More crucially, this can cast a deficiency in critically dissecting the same work from black artists many claim to thirst for. In her essay for Triple Canopy, Rachel Hunter Himes examines how the mainstream art world’s delayed recognition of black artists—who “...living and dead, from the nineteenth century to the present, arrived in the art world all at once” has led to shallow interrogation of their work. As Himes notes, written criticism of black artists is often laudatory, situated around biographical details rather than the medium and craft they work within. In an arts culture that has been (and in many ways remains) segregated, the desire to praise black art and Black people can be understood as a(n) (over)correction. It’s a tendency I must question as it’s evident even in this essay. I’m more inclined to discuss the film, music, and books by Black people whose works I find little fault. The impulse to emphatically praise can lead to a dearth in criticism that is skeptical and probing—I’ve wondered for instance, if the women of Ryan Coogler’s Sinners are any more layered than those in One Battle After Another—and it risks obscuring works that are deemed inscrutable or less easy to categorize.
I doubt that the Academy Awards will suddenly be appreciative of great movies in general, let alone ones not helmed by white auteurs. This is not to say that this isn’t cause for anger and disapproval but a hope that the critiques can be more distensible in their concerns.
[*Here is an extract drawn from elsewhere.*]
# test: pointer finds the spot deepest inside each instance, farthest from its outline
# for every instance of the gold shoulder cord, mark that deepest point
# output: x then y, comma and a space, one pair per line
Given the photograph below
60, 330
We can wonder why the studio behind the recent Timothée Chalamet fatigue can successfully campaign for the promising but ultimately drivel that is Everything Everywhere All At Once, but pour a fraction of that effort into films like All Dirt Roads Taste of Salt and On Becoming a Guinea Fowl. We should be dismayed by the seeming cultural acceptance that art and marketing are inextricably linked. We can question our defenses, consider the conditions and requisites for our praises or condemnations especially as they relate to Black women. We should want more for black art, and art more generally, than mere hype and discourse.